Tuesday, March 11, 2008, at 18:30

Concordia University, EV-1.615

"An atomic explosion recently conducted by the U.S. Atomic Energy Commission," Mirro-Krome postcard, Bob Petley: Phoenix, Arizona, before 1955. Based on a U.S. Army photograph.

John O'Brian

University of British Colombia

Although I am wary of nuclear photographs, unsure of their excesses and logic, I am convinced they have a crucial place in understanding Cold War anxieties at the time of their making. What, it might be asked, was their role in underwriting a public image of the Bomb? How should the different visual protocols of journalistic, documentary, touristic, and post- documentary nuclear photography be understood?
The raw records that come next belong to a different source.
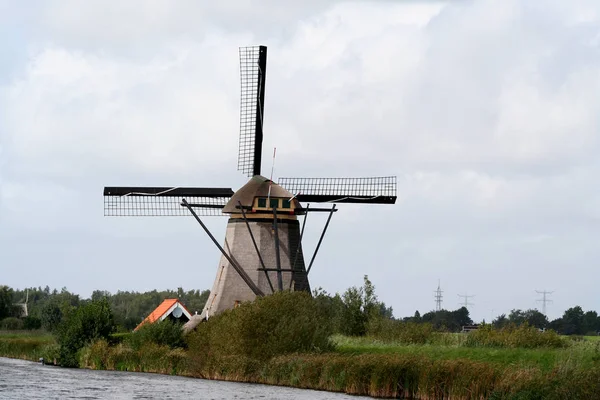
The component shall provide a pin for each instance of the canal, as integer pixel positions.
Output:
(28, 380)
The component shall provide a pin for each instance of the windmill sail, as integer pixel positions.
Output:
(163, 201)
(253, 70)
(373, 190)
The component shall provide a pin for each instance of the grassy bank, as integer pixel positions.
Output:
(583, 354)
(285, 339)
(27, 345)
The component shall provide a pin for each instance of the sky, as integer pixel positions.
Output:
(487, 112)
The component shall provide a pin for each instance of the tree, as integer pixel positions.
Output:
(572, 321)
(6, 307)
(591, 323)
(51, 316)
(500, 322)
(91, 321)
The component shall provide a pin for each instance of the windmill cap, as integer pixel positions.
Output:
(257, 186)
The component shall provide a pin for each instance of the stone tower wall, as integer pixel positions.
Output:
(229, 289)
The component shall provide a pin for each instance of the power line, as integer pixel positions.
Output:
(544, 299)
(438, 298)
(466, 304)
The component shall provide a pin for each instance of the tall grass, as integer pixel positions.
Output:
(282, 323)
(149, 357)
(523, 336)
(28, 346)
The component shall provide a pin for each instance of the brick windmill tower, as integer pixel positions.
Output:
(262, 250)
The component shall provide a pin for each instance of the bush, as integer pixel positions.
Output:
(82, 326)
(513, 336)
(32, 323)
(285, 322)
(162, 333)
(11, 324)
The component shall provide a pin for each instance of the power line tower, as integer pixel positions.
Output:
(438, 297)
(466, 303)
(544, 299)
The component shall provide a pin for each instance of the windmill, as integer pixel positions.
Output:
(262, 251)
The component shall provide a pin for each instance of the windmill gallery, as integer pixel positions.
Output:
(262, 251)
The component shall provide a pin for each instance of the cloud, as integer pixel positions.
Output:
(487, 111)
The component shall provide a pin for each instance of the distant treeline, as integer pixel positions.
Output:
(46, 307)
(574, 321)
(351, 311)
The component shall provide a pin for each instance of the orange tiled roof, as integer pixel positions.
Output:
(159, 312)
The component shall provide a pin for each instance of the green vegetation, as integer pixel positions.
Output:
(28, 345)
(82, 326)
(348, 342)
(48, 307)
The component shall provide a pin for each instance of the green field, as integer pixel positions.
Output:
(583, 354)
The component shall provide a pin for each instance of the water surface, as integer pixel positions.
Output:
(28, 380)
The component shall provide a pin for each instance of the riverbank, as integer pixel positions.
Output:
(364, 366)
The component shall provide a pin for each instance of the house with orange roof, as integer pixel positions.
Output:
(172, 309)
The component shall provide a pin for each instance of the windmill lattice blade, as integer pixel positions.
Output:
(163, 201)
(374, 190)
(253, 66)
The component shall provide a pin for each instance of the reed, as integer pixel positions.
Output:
(30, 348)
(150, 357)
(512, 336)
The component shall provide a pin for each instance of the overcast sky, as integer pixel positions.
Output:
(487, 111)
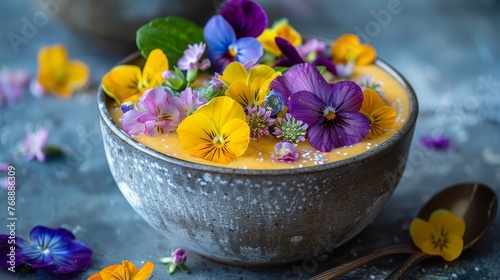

Are there historical meanings that can be attributed to one of these categories, but not to the others? This paper will address an instance in which photography participated in the construction of the atomic imaginary during the Cold War. "Ever since cameras were invented in 1839, photography has kept company with death," writes Susan Sontag in Regarding the Pain of Others, a book deliberating on the hurt and spectacle of war and disaster. My title, "Camera Atomica," means to recall the title of Roland Barthes's book, Camera Lucida, a meditation on the relationship of photographic representation and trauma. For Barthes, cameras are "clocks for seeing" and photographs work to superimpose present reality on the past. The title is also indebted to Paul Virilio's observation in War and Cinema that the technologies of photography and warfare since the mid-nineteenth century have not only become all-pervasive, they have also developed a fatal interdependence.

Co-sponsored by the McGill Institute for the Study of Canada and the Department of Art History and Communications Studies, McGill University

John O'Brian is Professor of Art History and Faculty Associate of the Peter Wall Institute for Advanced Studies, University of British Columbia. He has published extensively on modern art history, theory and criticism, particularly on the institutionalization of modernism in North America, producing 12 books and more than 50 articles. These include: Ruthless Hedonism: The American Reception of Matisse; Voices of Fire: Art, Rage, Power, and the State (co-edited with Bruce Barber and Serge Guilbaut); The Flat Side of the Landscape; and Degas to Matisse. He is also the editor of the four-volume edition of Clement Greenberg: The Collected Essays and Criticism. His current research interests focus on national landscape narratives, especially as they are played out in North America, and on visual responses in art and photography to nuclear threat and destruction since 1945.